For the junior trainee with no experience in cardiac anesthesia, it is often a daunting task to assimilate the concepts of managing a CPB case. With that in mind, we created this simulation to introduce these concepts to the resident prior to his or her first cardiac anesthesia clinical case. This simulation is based on the generalized goals identified in the literature as well as on institutional experience at the University of Iowa. The simulation was instituted at the University of Iowa for resident physicians within the Department of Anesthesiology. Learners from the residency program are required to complete several months of clinical anesthesia prior to beginning their cardiac anesthesia rotation.
This simulation is designed to be a single 1-hour session using the adult SimMan (Laerdal Medical) medical simulator connected to standard monitors. The simulation can be proctored by a single instructor with the help of a technician for the high-fidelity medical simulator. Vital signs are provided throughout the simulation via the monitors connected to the simulator; laboratory results are provided to the learner by the instructor. In addition, a pediatric manikin suitable for practicing resuscitation is necessary for the final phase of the simulation. By using the SimMan medical simulator to provide real-time vital signs and procedural guidance, learners are immersed in this experiential learning opportunity rather than simply participating in a didactic learning session, which in turn improves the overall learning experience.1,2
The case is fully presented for facilitators in the simulation case file (Appendix A), which includes a brief narrative description of the case, the learning objectives to be covered by the simulation, and a summary of critical actions to be performed by the learner during the educational activity. In addition, this file also contains information on the simulated patient’s initial presentation, including history of previous illness, vital signs, physical exam findings, and laboratory studies, and a guide as to how the case is to progress based on the actions taken by the learner. The file concludes with a sample of ideal management of the simulated patient as well as some common pitfalls that have been demonstrated by trainees while performing the simulation.
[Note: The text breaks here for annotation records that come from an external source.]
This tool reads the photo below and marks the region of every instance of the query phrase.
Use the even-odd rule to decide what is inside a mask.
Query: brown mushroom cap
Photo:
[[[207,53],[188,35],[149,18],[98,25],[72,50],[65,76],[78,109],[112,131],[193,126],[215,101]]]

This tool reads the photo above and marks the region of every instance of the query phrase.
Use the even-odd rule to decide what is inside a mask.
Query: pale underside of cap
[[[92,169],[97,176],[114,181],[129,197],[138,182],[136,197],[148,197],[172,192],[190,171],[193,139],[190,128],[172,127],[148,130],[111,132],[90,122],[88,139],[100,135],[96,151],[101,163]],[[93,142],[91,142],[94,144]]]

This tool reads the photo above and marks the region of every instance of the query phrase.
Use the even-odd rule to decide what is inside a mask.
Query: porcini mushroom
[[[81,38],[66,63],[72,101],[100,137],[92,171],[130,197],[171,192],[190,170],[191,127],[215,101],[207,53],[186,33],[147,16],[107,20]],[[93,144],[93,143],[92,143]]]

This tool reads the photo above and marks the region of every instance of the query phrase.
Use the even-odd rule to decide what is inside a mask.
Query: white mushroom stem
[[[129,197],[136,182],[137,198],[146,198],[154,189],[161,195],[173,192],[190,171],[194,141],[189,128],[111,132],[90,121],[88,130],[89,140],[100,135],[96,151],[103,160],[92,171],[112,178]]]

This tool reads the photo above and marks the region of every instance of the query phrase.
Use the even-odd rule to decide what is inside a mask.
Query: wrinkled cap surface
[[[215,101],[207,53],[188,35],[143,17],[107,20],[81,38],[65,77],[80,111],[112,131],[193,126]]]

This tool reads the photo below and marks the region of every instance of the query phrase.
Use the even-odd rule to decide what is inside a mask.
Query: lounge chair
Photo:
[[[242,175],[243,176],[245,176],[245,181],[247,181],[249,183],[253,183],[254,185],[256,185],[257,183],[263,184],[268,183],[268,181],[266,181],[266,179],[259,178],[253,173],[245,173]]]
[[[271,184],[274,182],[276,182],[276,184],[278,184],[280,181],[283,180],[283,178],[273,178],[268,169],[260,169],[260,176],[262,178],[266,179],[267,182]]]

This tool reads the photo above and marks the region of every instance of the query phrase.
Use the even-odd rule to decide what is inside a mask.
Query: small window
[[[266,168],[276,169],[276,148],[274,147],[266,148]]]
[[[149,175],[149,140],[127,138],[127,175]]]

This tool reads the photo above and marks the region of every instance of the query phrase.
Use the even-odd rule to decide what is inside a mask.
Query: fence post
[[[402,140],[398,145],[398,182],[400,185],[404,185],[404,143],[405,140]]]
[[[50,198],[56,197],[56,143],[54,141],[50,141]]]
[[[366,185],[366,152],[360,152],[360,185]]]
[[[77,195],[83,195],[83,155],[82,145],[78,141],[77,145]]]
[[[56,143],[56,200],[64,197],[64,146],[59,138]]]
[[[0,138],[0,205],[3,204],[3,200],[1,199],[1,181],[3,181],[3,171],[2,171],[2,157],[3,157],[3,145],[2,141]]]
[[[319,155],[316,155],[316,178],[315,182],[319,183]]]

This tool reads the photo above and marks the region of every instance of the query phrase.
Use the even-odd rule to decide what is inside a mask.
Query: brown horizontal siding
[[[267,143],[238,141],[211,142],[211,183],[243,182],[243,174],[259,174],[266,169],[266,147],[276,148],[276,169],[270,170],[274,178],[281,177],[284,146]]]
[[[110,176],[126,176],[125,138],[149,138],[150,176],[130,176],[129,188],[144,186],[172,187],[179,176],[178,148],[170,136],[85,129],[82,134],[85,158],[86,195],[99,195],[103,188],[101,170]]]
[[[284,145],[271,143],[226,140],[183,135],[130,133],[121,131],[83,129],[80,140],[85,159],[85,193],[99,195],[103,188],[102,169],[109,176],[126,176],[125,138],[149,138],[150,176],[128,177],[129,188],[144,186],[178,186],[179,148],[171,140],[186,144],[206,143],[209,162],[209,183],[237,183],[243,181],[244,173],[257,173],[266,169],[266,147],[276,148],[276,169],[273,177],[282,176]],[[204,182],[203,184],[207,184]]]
Optional supplemental materials (Appendix B) are available at the request of the learner during the simulation. Each item is noted as to whether it is provided upon request, spontaneously, or when the learner performs a certain action.
A separate critical actions checklist (Appendix C) is included for learners to reference while running the simulation. The checklist also contains a tool by which the instructor can rate the learner based on performance on the primary learning objectives.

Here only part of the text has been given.